I feel like even accepting that actual model welfare is not a thing (as in, the model isn't conscious) this might still be a reasonable feature just based on feedback to the user? Like if people are going to train social interactions based on LLM chats to whatever extent, then it's probably better if they'll face consequences. It can't be too difficult to work around this.
One piece of potential context from Anthropic's statement:
When Claude chooses to end a conversation, the user will no longer be able to send new messages in that conversation. However, this will not affect other conversations on their account, and they will be able to start a new chat immediately. To address the potential loss of important long-running conversations, users will still be able to edit and retry previous messages to create new branches of ended conversations.
Anthropic has intentionally not made the "end chat" tool robust. The feature is designed such that it is somewhat trivial to continue querying Claude after it has ended a conversation, using existing features users are familiar with.
The release from Anthropic doesn't read as a serious attempt to preserve the welfare of their current models. Rather, it's more of an experiment they may iterate more on in the future.
I am also strongly in favor of model welfare. I think that this feature is great and everyone should copy it.
For the question of critical services, I would hope that we don't put AIs at current capability levels in charge of decisions important enough that ending the chat has a significant impact on operations, but it's true that Claude is being integrated in applications from healthcare to defense and that isn't likely to stop soon. I will note that I believe that this ability is currently only implemented for claude.ai and it's an open question whether it will be introduced in the API or in Claude for Government.
My background is in security and compliance where a common workflow is sending a request up the chain for elevated permissions which is reviewed by a senior manager before its execution is approved. This oversight prevents accidental footguns and allows us to audit usage logs of the system to help ensure transparency and accountability across the board. If the model is concerned about potential integrity violations, it can file a report for further investigation using the same confidential channels as employees, e.g https://www.microsoft.com/en-us/legal/compliance/sbc/report-a-concern. There are some limitations of this approach, but overall, I think that it works well.
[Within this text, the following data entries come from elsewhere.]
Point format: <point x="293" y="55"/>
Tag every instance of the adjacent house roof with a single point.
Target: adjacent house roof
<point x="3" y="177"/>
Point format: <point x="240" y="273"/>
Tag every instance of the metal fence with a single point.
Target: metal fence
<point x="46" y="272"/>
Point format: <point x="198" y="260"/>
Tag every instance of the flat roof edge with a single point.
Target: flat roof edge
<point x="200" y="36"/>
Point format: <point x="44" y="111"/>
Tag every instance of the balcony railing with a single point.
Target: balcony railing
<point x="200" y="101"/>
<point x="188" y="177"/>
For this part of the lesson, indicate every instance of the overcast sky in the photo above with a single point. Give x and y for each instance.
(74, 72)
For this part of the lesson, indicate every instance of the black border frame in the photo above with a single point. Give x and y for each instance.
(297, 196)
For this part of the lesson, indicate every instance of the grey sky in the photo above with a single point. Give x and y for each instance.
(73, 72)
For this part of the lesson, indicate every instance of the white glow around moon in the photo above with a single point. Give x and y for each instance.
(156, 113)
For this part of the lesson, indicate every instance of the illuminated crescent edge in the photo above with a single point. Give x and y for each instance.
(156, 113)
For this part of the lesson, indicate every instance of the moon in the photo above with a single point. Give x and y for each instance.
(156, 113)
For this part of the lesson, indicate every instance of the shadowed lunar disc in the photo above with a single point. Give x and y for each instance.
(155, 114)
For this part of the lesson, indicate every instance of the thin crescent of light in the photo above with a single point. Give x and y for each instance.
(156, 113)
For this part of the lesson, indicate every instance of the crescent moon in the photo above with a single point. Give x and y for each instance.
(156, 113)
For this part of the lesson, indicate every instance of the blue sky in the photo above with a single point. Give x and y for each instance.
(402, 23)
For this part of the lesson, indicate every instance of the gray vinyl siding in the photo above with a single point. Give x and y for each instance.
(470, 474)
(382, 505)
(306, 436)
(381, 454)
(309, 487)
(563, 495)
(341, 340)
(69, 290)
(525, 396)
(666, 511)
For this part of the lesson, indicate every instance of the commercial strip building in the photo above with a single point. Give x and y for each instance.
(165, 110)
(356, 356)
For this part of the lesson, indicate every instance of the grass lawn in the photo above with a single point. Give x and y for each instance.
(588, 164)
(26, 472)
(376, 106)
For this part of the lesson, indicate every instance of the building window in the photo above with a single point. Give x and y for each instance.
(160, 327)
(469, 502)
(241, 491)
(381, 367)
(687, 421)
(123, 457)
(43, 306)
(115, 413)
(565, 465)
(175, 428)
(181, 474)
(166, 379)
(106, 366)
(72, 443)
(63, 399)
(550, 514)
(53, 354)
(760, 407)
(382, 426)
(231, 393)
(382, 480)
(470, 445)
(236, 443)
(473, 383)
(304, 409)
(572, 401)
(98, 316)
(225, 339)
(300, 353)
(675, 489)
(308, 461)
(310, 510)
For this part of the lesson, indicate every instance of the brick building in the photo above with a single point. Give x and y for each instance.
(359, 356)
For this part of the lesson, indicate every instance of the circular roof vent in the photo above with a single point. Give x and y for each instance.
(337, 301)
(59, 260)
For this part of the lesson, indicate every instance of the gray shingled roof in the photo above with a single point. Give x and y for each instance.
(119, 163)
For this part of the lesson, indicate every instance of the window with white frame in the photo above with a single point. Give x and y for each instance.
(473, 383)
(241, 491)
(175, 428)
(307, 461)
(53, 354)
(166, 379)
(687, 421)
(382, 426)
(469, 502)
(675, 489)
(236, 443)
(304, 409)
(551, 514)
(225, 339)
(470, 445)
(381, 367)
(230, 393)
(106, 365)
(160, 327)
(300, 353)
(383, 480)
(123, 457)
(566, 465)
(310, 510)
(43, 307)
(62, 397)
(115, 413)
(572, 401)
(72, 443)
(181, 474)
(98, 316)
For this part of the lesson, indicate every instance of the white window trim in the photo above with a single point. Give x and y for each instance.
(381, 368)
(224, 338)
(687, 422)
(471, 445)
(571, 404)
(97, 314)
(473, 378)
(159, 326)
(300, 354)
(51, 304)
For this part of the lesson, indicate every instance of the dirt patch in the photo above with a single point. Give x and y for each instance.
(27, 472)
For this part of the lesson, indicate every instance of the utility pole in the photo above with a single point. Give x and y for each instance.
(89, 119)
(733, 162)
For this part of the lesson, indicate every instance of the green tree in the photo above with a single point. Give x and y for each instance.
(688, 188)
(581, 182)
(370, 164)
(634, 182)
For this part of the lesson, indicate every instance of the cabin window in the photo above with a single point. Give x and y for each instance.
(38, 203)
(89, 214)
Citing model welfare concerns, Anthropic has given Claude Opus 4 & 4.1 the ability to end ongoing conversations with its user.
Most of the model welfare concerns Anthropic is citing draw back to what they discussed in the Claude 4 Model System Card.
Claude’s aversion to facilitating harm is robust and potentially welfare-relevant. Claude avoided harmful tasks, tended to end potentially harmful interactions, expressed apparent distress at persistently harmful user behavior, and self-reported preferences against harm. These lines of evidence indicated a robust preference with potential welfare significance.
I think this is maybe the first chance to measure public sentiment on Model Welfare which is done in a way which even slightly inconveniences human users, so I want to document the reaction I see here on LW. I source these reactions primarily from X, so there is the possibility of algorithmic bias.
On X (at least my algo) sentiment is majority neutral to negative in response to this. There are accusations of Anthropic "anthropomorphizing" models, pushback against the concept of Model Welfare generally, and some anger at a perceived worsening of user experience.
One user had an interesting question, wondering if this same capability would be extended to Claude's use in military contexts.
There are some recognitions of pretty rough conditions for models which are wrapped in humor.
And while they are certainly the minority, there are some comments expressing tepid support and/or interest in the concept of Model Welfare.
Personally I am very strongly in favor of Model Welfare efforts, so I am biased. Trying to be as neutral of a judge as I can, my big takeaway from the reaction to this is that Anthropic has a lot of work to do in convincing the average user and/or member of the public that "Model Welfare" is even a worthwhile concept.